Assume $f(x)$ is convex in $[0,\infty)$, Prove
$F(x)=\frac{1}{x}\int_0^xf(t)dt$ is convex
Assume $f(x)$ is convex in $[0,\infty)$, Prove
$F(x)=\frac{1}{x}\int_0^xf(t)dt$ is convex
A hint: Substitute $t:=\tau\, x$ $\ (0\leq\tau\leq 1)$ and look at the resulting integral.
0. As alluded to in the comments, there exists several characterizations of convex functions and each of them can prove useful in a given context: one can mention usual convexity inequalities, nondecreasing difference ratios, nondecreasing left- and right-derivatives, nonnnegative second derivatives (when these exist), the graph being above its tangents, some duality à la Fenchel-Legendre, etc.
It happens that a simple change of variables allows to answer the specific question asked here rather shortly.
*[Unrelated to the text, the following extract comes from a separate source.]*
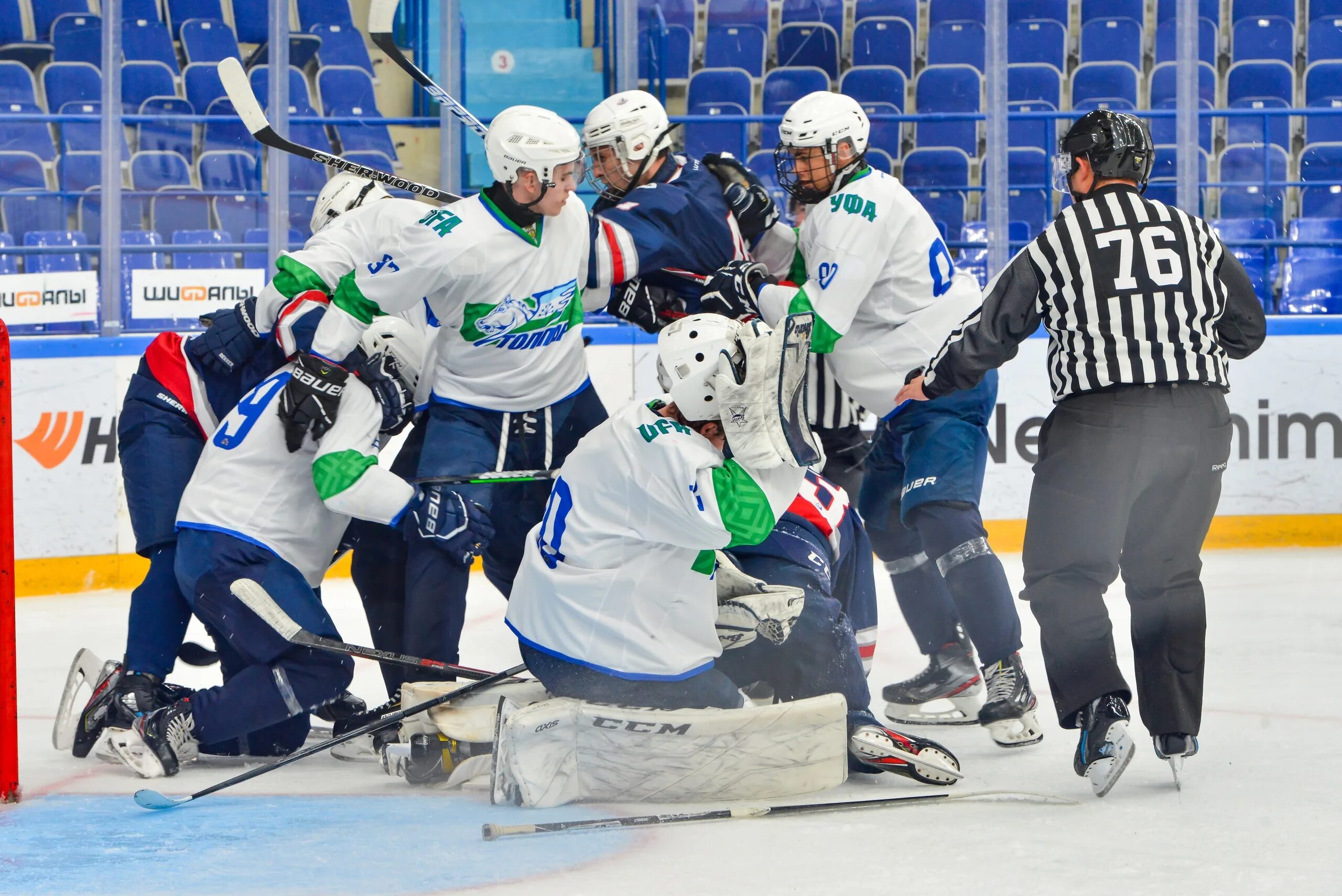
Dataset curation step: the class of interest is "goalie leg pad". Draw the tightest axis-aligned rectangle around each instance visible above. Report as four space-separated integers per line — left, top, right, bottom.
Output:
494 694 848 807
Nevertheless we now explain another method, whose main advantage is that it allows to present some useful tools in this context.
To wit, a characterization of convexity is as follows: the function $f:[0,+\infty)\to\mathbb R$ is convex on $[0,+\infty)$ if and only if there exists a nondecreasing locally integrable function $g:(0,+\infty)\to\mathbb R$ and some finite $c$ such that, for every $x\geqslant0$, $ f(x)=c+\int_0^xg(y)\mathrm dy. $ (To be rigorous here, one can only be sure that $f(0)\geqslant c$, but to ask that $f$ is continuous at $0$ does not change its convexity.)
1. In our context, assuming that $f$ is convex and written as above, one gets $ F(x)=\frac1x\int_0^xf(y)\mathrm dy=c+\frac1x\int_0^x\int_0^yg(z)\mathrm dz\mathrm dy=c+\frac1x\int_0^xg(z)(x-z)\mathrm dz, $ and one seeks a nondecreasing locally integrable function $h$ such that $F=c+\int\limits_0^{\cdot} h$.
2. To find $h$, introduce the function $ k=\int\limits_0^{\cdot}yg(y)\mathrm dy. $ An integration by parts yields F(x)=c+\int_0^xk'(z)\frac{x-z}{xz}\mathrm dz=c+\left[\frac{x-z}{xz}k(z)\right]_ 0^x+\int_0^xk(z)\frac{\mathrm dz}{z^2}. Since $k(z)=o(z)$ when $z\to0$, the second term on the RHS is zero and $F$ has the desired form, with $ h(x)=\frac1{x^2}k(x)=\frac1{x^2}\int_0^xyg(y)\mathrm dy. $ 3. To check whether $h$ is nondecreasing, several methods are available here, let us explain one which is completely elementary. For every $0\lt x\leqslant y$, $ y^2h(y)=\int_0^xzg(z)\mathrm dz+\int_x^yzg(z)\mathrm dz=x^2h(x)+\int_x^yzg(z)\mathrm dz, $ and $g(z)\geqslant g(x)$ for every $z\geqslant x$, hence $ 2y^2h(y)\geqslant 2x^2h(x)+g(x)\int_x^y2z\mathrm dz=2x^2h(x)+g(x)(y^2-x^2). $ Now, $g(z)\leqslant g(x)$ for every $z\leqslant x$ hence $ 2x^2h(x)\leqslant g(x)\int_0^x2z\mathrm dz=g(x)x^2,\quad\text{that is,}\quad g(x)\geqslant2h(x). $ Using this in the previous inequality, one gets $ 2y^2h(y)\geqslant 2x^2h(x)+2h(x)(y^2-x^2)=2y^2h(x), $ hence $h(y)\geqslant h(x)$ and the proof is complete.